Evaluation of the Air Pollution Tolerance Index of 12 Plant Species Growing in Environments with Different Air Pollution Levels

Article information

J. People Plants Environ. 2022;25(1):23-31
Publication date (electronic) : 2022 February 28
doi : https://doi.org/10.11628/ksppe.2022.25.1.23
1Master’s student, Major in Horticulture, Graduate School, Chungbuk National University, Cheongju 28644, Republic of Korea
2Professor, Department of Human Environment Design, Cheongju University, Cheongju 28503, Republic of Korea
3Professor, Department of Wood & Paper Science, Chungbuk National University, Cheongju 28644, Republic of Korea
4Senior researcher, Division of Plant Resources, Korea National Arboretum, Pocheon 11186, Republic of Korea
5Professor, Department of Horticultural Science, Chungbuk National University, Cheongju 28644, Republic of Korea
First author: Huong-Thi Bui, huongbuithi262@gmail.com, https://orcid.org/0000-0002-0796-8319
Received 2021 December 30; Revised 2022 January 25; Accepted 2022 February 16.

Abstract

Background and objective

Particulate matter (PM) is the most dangerous form of air pollution, and causes many diseases. Plants act as bio-filters to help reduce PM in the atmosphere. PM also influences the growth of plants, so selecting suitable plant species for specific environmental conditions is very important. The air pollution tolerance index (APTI) was used to determine the tolerance level of each plant species to air pollution. The purpose of this study was to determine the tolerance to air pollution of various plant species in order to identify plant species that can be grown in polluted environments; this was achieved by evaluating the APTI of plants. This study analyzed the biochemical parameters of 12 plant species at two sites with different air pollution levels (urban forest and roadside) to assess and compare the APTI of plant species.

Methods

The healthy leaves of 12 plant species (6 broad leaves and 6 needle leaves) that are commonly used in landscapes in Korea were chosen for this study.

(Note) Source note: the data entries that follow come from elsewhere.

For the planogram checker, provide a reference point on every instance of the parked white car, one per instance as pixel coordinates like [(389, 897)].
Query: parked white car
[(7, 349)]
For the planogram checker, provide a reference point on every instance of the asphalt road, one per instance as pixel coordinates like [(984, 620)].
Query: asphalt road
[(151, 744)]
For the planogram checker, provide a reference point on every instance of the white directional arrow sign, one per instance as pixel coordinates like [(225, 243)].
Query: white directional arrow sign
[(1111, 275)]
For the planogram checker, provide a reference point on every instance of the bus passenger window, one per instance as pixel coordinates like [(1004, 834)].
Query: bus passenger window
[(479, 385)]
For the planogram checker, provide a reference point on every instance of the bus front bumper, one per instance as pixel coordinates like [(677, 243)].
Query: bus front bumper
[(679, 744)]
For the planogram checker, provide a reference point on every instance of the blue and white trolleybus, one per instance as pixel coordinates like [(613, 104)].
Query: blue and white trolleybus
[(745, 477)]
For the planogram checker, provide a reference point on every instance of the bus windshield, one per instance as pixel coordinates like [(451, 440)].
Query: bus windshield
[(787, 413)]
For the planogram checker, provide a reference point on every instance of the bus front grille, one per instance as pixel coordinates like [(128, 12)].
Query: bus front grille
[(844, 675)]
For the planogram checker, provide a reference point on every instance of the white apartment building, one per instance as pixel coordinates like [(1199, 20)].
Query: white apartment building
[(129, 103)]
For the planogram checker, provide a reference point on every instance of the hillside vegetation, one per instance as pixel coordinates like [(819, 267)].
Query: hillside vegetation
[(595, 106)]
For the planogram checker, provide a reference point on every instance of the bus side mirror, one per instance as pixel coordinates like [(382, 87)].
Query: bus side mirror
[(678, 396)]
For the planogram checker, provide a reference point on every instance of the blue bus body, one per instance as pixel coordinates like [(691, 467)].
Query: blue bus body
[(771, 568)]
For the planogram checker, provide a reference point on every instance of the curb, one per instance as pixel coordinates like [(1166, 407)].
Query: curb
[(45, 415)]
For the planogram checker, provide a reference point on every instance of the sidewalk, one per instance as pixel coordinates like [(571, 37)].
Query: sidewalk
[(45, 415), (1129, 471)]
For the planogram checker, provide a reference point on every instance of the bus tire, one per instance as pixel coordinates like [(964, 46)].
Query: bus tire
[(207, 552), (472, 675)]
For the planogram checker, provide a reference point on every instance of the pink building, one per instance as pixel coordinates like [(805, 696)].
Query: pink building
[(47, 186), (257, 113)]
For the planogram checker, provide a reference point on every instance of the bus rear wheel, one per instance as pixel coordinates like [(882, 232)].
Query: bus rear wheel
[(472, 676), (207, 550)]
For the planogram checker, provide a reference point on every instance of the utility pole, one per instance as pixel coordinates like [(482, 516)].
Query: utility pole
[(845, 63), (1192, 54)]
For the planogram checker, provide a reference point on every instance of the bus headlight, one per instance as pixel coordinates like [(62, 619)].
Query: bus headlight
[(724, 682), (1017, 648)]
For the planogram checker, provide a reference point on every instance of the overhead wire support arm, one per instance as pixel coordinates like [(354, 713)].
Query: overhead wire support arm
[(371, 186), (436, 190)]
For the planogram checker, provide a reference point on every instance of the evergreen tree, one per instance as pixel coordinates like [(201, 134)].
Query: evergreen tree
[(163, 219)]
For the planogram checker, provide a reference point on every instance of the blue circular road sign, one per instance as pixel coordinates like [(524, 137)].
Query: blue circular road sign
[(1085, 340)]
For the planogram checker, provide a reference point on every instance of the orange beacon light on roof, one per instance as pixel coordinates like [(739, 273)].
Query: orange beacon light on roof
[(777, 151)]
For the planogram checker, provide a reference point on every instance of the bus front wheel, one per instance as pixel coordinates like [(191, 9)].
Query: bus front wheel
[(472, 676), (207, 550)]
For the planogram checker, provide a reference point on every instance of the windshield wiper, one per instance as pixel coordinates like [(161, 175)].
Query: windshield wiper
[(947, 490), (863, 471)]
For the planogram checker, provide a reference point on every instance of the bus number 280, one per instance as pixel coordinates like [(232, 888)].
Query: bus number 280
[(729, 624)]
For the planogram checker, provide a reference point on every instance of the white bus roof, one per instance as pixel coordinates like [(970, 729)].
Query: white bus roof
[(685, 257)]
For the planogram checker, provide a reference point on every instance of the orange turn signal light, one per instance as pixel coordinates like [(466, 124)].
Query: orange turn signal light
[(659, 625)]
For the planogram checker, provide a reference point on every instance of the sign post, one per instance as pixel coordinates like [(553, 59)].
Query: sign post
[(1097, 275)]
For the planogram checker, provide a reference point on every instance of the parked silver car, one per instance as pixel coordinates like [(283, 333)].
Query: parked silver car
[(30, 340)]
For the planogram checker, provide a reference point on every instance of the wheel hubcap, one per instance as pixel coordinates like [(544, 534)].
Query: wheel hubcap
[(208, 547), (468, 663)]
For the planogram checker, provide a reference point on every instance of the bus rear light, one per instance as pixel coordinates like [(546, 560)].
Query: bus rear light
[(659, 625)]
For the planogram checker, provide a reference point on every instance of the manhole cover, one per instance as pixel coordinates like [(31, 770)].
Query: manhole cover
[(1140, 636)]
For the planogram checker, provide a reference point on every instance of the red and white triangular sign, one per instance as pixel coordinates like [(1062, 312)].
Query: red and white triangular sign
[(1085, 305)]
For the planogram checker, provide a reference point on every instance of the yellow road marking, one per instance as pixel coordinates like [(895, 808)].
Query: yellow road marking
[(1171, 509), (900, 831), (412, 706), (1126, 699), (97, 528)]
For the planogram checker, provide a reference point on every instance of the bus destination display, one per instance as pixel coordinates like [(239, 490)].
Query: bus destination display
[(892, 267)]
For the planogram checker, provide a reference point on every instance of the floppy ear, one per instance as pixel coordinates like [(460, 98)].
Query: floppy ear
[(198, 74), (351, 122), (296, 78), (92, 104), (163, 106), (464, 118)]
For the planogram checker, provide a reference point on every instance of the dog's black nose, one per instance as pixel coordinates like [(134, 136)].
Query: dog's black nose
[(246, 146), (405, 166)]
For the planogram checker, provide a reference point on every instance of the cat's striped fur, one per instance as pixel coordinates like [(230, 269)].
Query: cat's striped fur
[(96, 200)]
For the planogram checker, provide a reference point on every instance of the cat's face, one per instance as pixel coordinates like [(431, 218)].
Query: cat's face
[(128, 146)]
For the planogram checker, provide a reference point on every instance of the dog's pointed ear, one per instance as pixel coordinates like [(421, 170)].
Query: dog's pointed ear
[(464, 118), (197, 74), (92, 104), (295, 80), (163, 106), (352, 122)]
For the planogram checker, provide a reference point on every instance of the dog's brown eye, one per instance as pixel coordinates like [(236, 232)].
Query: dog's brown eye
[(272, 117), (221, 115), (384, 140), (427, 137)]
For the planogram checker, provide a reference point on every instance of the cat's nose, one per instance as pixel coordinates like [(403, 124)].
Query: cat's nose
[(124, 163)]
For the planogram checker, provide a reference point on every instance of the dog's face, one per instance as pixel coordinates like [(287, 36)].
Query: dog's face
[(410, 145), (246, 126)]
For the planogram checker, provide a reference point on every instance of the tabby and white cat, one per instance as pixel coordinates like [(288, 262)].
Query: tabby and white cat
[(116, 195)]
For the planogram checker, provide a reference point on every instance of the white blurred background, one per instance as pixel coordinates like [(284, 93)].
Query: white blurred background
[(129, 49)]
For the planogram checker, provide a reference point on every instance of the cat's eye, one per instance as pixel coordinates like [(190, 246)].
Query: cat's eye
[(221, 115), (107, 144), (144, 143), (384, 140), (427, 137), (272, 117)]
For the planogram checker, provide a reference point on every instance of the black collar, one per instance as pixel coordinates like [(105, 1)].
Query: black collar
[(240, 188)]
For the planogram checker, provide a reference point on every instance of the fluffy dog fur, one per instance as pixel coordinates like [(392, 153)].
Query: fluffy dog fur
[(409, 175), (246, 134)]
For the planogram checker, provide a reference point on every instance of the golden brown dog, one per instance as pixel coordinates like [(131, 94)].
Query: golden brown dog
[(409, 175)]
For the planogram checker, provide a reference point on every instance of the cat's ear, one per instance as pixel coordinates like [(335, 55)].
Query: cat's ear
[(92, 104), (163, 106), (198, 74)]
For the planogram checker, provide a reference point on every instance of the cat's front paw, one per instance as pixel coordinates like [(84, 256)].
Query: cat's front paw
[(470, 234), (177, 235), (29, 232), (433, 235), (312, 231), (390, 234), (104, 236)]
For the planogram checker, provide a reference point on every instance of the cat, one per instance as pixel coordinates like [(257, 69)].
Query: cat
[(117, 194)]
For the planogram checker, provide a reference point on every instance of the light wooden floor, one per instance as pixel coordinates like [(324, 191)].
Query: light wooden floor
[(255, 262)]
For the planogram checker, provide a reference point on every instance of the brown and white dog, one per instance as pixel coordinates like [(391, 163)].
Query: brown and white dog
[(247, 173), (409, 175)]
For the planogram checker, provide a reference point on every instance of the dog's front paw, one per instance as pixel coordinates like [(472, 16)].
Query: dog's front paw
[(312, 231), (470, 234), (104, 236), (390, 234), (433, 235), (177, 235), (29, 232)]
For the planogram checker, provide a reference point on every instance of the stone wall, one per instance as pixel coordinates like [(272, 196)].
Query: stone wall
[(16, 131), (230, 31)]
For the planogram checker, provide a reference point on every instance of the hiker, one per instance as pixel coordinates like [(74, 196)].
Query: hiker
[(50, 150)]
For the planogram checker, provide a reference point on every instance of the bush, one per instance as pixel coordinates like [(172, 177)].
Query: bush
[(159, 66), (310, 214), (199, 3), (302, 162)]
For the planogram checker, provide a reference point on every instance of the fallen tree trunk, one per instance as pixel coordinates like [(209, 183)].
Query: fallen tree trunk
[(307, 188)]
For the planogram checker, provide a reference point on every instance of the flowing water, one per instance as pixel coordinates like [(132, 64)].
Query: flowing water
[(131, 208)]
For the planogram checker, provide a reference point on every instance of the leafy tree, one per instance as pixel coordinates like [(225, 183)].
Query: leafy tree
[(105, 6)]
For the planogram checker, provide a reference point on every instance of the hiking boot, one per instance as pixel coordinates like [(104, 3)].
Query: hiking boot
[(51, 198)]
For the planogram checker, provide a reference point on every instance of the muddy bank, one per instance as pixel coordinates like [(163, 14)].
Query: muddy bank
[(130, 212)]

The same plant species were collected from two sites with different pollution levels and were analyzed immediately; one site was an urban forest (Chungcheongbuk-do Forest Environment Research Institute) with an area of 25 ha and featuring high vegetation coverage, while the other was at a high-traffic roadside next to a crossroads near the Cheongju Express Bus Terminal. We used the leaf samples to analyze four biochemical parameters of each plant: leaf extract pH (pH), relative leaf water content (RWC), total chlorophyll (TChl), and ascorbic acid. Finally, based on these values, APTI values were calculated.

Results

The APTI values were different between all 12 plant species at both sites with different levels of pollution. APTI had a significant correlation with the biochemical parameters of plants. Plants in the urban forest and at the roadside showed APTI values ranging from 6.89–9.37 and 7.57–9.94, respectively. The APTI of the roadside plant species tended to be higher than that of the plants from the urban forest. Among 12 plant species, Acer palmatum, Acer buergerianum, and Pinus densiflora had high APTI values. These plant species can serve as biofilters in environments with high air pollution.

Conclusion

The APTI of the 12 plant species in this study can aid in the selection of suitable plant species from environments with different levels of air pollution. The high APTI of some roadside plant species may show their tolerance under environmental pollution-related stress, or demonstrate their adaptability to the polluted environment. In the future, we need to examine more plant species under various environmental conditions to understand their tolerance levels to air pollution and to correlate plants with air pollution. Further, more studies on other air pollutants that can influence plant growth, such as SO2 and NOx, should be conducted.

Introduction

Air pollution is one of the most critical threats to human health, resulting in respiratory system and heart disease, and lung cancer. Many studies have shown that traffic emissions are one of key sources that can lead to the increased concentration of air pollution in urban areas; as such, controlling the air quality in urban areas is becoming a considerable challenge (Choudhary and Gokhale, 2019; Ghermandi et al., 2019).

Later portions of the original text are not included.